You are viewing a plain text version of this content. The canonical link for it is here.
Posted to users@trafficserver.apache.org by avinash katika <av...@gmail.com> on 2014/07/29 19:22:37 UTC

Cache Inspector Problem for Handling Huge number of Cache Objects

Hi...we ran into problem when attempted to use Cache Inspector for Regex
Lookup & Delete cached objects from an ATS cache VM (single object lookup
and deletion was OK).



Following is our set up details:

Current Version: 4.2.1

“Pristine is enabled”

Cache Objects Present: ~150K

Cached bytes used: ~50GB

Sample CI regexp lookup/deletion command when kicked off from “curl” (we
have titles title_001 to title_250 to mimic 250 x VOD titles with ~600
objects per title):

- curl
http://<app_id>/ci/lookup_regex?url=http://<sample_origin_domain>/title_199/*

- curl
http://<app_id>/ci/delete_regex?url=http://<sample_origin_domain>/title_199/*



Two problems

1.) The regex request resulted in CI reporting “Network Error” after ~10min
(with access log reporting cache result code of “ERR_CLIENT_ABORT”). Is
this a known issue for this many of (~150K) cache objects?

       Our target Production VM is to host over 10M+ cache objects per VM
and the observed regex lookup/deletion performance did not look OK to
support Operations needs (if we are to lookup/purge objects by pattern)

2.) We also noticed when the regex lookup failed/aborted on client side,
the regex request continued to run at the ATS with cache disk(s) at ~100%
utilization. The request then stopped when
“proxy.config.http.transaction_active_timeout_in”
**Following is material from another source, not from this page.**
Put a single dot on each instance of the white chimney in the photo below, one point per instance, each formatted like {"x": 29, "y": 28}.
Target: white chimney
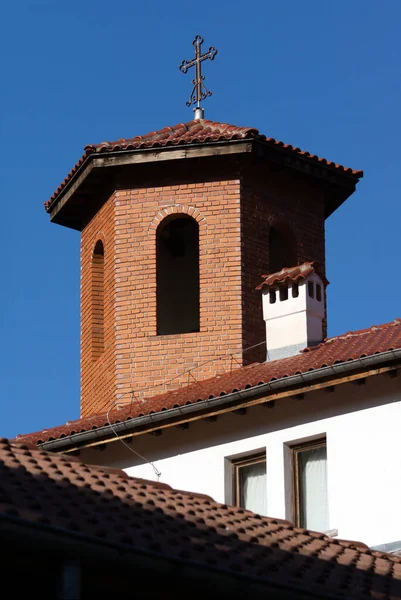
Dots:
{"x": 293, "y": 309}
       (default: 900 sec) kicked in. When we increased the timeout to 2HR,
the above request alone by itself took over 1HR (~1.3HR to be exact) to
complete on a quiet VM (no traffic load). When we repeated the same test
with 500 titles

       provisioned (~300K cache objects). The similar regex request took
over 2HRs (and aborted at 2HR mark when
proxy.config.http.transaction_active_timeout_in kicked in) which was not
good.

       Is there any work-around so we can reliably lookup and purge
multiple objects sharing certain pattern?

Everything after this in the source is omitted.